Believer's Bay

Believer's Bay

Sharing the Love of God with Common Sense
The Four Rs
By Marlene J. Chase

This article does not pertain to reading, writing, ‘rithmetic and recess, which make up a large portion of the schoolchild’s life, but to four “r’s” which can take you from defeat to triumphant living. Someone has noted that only one small letter – an r – spells the difference between being overcome with the trials and traumas of life and being an overcomer.

We have all come to various crossroads in our lives when we felt hopeless, overwhelmed, and unable to cope. We were simply overcome! Perhaps St. Paul might well have succumbed to the temptation to give up everything. He speaks of beatings and shipwrecks, of being hounded by his enemies and deserted by his friends. Yet, he persevered to the end and was able to say “I have run the race. I have finished the course.” The Bible provides at least four “r’s” which can spell the difference between despair and hope. No doubt Paul had learned these well, not as some kind of magic formula but as truths taught by our Lord Himself:

• Return

If we would be overcomers in life, we must return to the God of all living. Without the guiding hand of Him who made us, understands all about us and loves us, none of us could cope, much less triumph over our human failings.

“Come let us return to the Lord” writes the prophet Hosea (6:1) “He will heal us ... He will bind up our wounds ...He will restore us.” God applauds our return home to the family to which we really belong.

However far we may have strayed from the true source of life, we may still hear, like a faint echo of Eden, some long ago, almost forgotten awareness that we were not intended to be what we’ve become.

A tiger cub lost to its mother and raised by a family of goats one day met the tiger king who asked why he was bleating and nibbling grass. Didn’t he realize that he was not really a goat at all but a tiger? The cub kept nibbling and bleating like a goat until at last the tiger king gave the cub his first taste of raw meat. It was then that the cub came to himself and let out a roar befitting a jungle tiger.

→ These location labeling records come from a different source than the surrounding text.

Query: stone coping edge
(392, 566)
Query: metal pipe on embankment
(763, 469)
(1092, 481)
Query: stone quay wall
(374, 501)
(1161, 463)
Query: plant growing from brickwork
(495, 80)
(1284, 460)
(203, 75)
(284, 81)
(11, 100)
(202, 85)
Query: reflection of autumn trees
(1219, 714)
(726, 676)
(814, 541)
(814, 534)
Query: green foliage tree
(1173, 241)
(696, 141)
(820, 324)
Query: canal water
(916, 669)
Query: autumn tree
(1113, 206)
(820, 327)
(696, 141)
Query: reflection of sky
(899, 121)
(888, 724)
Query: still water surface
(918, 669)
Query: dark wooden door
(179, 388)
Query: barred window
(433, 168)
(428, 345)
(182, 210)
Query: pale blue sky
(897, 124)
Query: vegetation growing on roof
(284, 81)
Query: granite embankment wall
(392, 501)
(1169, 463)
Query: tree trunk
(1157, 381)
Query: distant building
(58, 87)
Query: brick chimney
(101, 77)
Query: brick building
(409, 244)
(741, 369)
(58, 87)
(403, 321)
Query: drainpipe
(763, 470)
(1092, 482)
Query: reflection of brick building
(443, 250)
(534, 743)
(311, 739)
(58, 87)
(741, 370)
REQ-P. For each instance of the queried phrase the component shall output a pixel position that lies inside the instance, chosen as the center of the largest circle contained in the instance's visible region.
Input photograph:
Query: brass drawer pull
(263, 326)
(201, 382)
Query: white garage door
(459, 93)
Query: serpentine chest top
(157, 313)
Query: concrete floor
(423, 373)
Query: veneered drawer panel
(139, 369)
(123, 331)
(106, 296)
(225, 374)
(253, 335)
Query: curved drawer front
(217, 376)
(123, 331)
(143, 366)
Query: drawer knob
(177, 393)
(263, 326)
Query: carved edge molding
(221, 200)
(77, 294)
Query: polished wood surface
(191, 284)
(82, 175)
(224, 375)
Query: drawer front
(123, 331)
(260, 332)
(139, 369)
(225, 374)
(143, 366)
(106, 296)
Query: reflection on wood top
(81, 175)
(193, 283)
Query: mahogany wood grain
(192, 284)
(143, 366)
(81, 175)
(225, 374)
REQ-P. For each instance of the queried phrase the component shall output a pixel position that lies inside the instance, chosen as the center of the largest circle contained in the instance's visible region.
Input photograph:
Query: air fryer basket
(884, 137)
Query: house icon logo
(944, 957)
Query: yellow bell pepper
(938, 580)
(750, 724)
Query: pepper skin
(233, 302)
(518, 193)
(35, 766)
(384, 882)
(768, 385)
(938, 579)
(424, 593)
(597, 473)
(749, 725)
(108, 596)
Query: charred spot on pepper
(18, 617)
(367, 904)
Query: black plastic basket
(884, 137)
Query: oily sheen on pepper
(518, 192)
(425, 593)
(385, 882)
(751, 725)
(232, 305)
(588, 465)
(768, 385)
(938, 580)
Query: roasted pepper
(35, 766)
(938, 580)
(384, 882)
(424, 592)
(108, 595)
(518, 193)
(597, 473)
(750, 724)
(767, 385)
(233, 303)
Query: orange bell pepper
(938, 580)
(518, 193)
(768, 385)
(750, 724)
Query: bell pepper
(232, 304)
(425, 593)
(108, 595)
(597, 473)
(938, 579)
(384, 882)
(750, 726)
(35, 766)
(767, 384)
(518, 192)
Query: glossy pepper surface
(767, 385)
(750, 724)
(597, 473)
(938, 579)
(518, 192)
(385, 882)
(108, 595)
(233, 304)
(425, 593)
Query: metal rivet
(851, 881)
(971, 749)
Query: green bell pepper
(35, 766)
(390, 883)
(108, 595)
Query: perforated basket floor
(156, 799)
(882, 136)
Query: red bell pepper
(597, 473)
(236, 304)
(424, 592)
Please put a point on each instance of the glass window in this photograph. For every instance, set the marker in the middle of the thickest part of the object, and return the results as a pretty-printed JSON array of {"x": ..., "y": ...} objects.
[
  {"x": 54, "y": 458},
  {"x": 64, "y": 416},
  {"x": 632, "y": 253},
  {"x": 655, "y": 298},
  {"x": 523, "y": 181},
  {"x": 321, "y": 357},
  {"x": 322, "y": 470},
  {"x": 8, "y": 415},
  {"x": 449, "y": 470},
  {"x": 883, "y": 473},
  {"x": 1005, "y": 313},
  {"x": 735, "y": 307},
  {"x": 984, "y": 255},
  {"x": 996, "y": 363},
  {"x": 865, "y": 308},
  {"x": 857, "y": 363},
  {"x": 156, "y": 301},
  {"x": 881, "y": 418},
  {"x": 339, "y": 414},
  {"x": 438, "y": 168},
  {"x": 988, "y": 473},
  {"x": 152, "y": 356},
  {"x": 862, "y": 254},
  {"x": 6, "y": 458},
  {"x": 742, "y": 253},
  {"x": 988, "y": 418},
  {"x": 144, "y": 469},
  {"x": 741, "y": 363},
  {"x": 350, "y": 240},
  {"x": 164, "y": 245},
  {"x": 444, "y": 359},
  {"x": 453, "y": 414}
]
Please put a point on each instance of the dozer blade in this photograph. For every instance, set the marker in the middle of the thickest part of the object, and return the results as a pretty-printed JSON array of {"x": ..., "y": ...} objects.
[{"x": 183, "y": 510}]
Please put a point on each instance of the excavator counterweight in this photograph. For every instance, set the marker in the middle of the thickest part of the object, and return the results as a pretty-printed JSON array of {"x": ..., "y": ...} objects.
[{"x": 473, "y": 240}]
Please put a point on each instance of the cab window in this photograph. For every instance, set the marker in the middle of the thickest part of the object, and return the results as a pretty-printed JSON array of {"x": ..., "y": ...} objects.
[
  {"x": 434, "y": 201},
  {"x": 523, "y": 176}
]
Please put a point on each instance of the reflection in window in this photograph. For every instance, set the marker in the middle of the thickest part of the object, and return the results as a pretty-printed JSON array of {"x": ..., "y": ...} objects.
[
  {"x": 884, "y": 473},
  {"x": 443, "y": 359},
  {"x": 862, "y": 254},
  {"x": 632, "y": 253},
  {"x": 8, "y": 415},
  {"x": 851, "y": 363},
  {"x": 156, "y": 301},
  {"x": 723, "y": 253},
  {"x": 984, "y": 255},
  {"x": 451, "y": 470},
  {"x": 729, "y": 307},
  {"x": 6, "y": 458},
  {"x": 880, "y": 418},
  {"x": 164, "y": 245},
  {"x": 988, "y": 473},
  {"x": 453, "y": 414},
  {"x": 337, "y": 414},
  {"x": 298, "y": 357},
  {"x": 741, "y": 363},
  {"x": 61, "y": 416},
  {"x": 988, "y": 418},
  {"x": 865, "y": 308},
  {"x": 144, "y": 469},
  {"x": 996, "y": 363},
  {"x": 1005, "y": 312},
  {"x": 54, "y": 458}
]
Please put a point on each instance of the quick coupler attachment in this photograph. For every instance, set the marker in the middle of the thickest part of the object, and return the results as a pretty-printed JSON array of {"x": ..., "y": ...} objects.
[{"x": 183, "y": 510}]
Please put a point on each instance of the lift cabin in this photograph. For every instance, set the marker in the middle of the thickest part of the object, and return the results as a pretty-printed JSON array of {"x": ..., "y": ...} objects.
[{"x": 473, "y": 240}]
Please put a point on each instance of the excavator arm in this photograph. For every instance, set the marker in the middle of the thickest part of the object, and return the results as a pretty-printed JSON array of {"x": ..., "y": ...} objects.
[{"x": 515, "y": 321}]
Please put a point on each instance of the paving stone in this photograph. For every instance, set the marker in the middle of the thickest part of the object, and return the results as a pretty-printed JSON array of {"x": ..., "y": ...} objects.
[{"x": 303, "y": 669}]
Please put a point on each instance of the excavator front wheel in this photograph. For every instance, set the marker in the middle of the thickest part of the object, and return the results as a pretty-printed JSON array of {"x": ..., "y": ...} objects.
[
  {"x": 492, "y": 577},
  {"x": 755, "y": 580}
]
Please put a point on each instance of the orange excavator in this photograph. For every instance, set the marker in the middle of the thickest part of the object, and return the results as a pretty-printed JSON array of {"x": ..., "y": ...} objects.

We were created for God, to love Him, to enjoy Him, and nothing short of this will provide satisfaction and the ability to see beyond the immediate pain to the glory beyond.

• Rely

Proverbs 3:5-6 reminds us to “Trust in the Lord with all your heart and lean not on your own understandings. In all your ways acknowledge Him and He will direct your paths.” The path of the overcomer is the path of complete reliance on God.

When it comes down to it, there’s precious little that can be relied on in life. Money, prestige, fame, even human relationships are insufficient to answer our deep needs. There’s only one who can be relied on. That’s because he loves us with an everlasting love. God tells us in Jeremiah, “I can never forget you, because your names are written on the palms of my hands.

• Rest

“Come to Me,” says Jesus in Matthew 11:28, “all you who are weary and burdened,and I will give you rest. Take my yoke upon you and learn from me, for I am gentle and humble in heart, and you will find rest for your souls. For my yoke is easy and my burden is light.” We who have accepted Jesus Christ as our Savior can daily rest on God’s promise to sustain us, to keep us. He’s promised that nothing will be able to tear us away from Him if we daily give ourselves in reliance on Him.

The hymn writer gives us the beautiful carol with a stanza that speaks to us all:

And in despair I bowed my head, there is no peace on earth I said, for hate is strong and mocks the song of peace on earth good will to men. Then tolled the bells more loud and deep, God is not dead nor doth He sleep. The wrong shall fail the right prevail with peace on earth, good will to men.”

And because this is true, we can rejoice with incredible joy!

• Rejoice

Paul writes in the little book of Philippians, “Rejoice in the Lord always. I’ll say it again, rejoice” (4:4). And this from a man who had been stoned, beaten, shipwrecked, imprisoned, wrongly accused, suffered unutterable abuse! What does he have to be so happy about?
The answer brings us back full circle to our beginning comments about returning to the Lord - to the one who created this whole experiment of life and who thought it worthwhile enough that He became one of us. “I’ve come that you might have life and have it more abundantly” Jesus said. “I’ve come so that your full may be full.

God is our source of hope, our help, and our strength to overcome life’s trials. “Behold, in all these things we are more than conquerors through Him who loved us!” Return, rely, rest and rejoice. Four “r’s” for becoming an overcomer!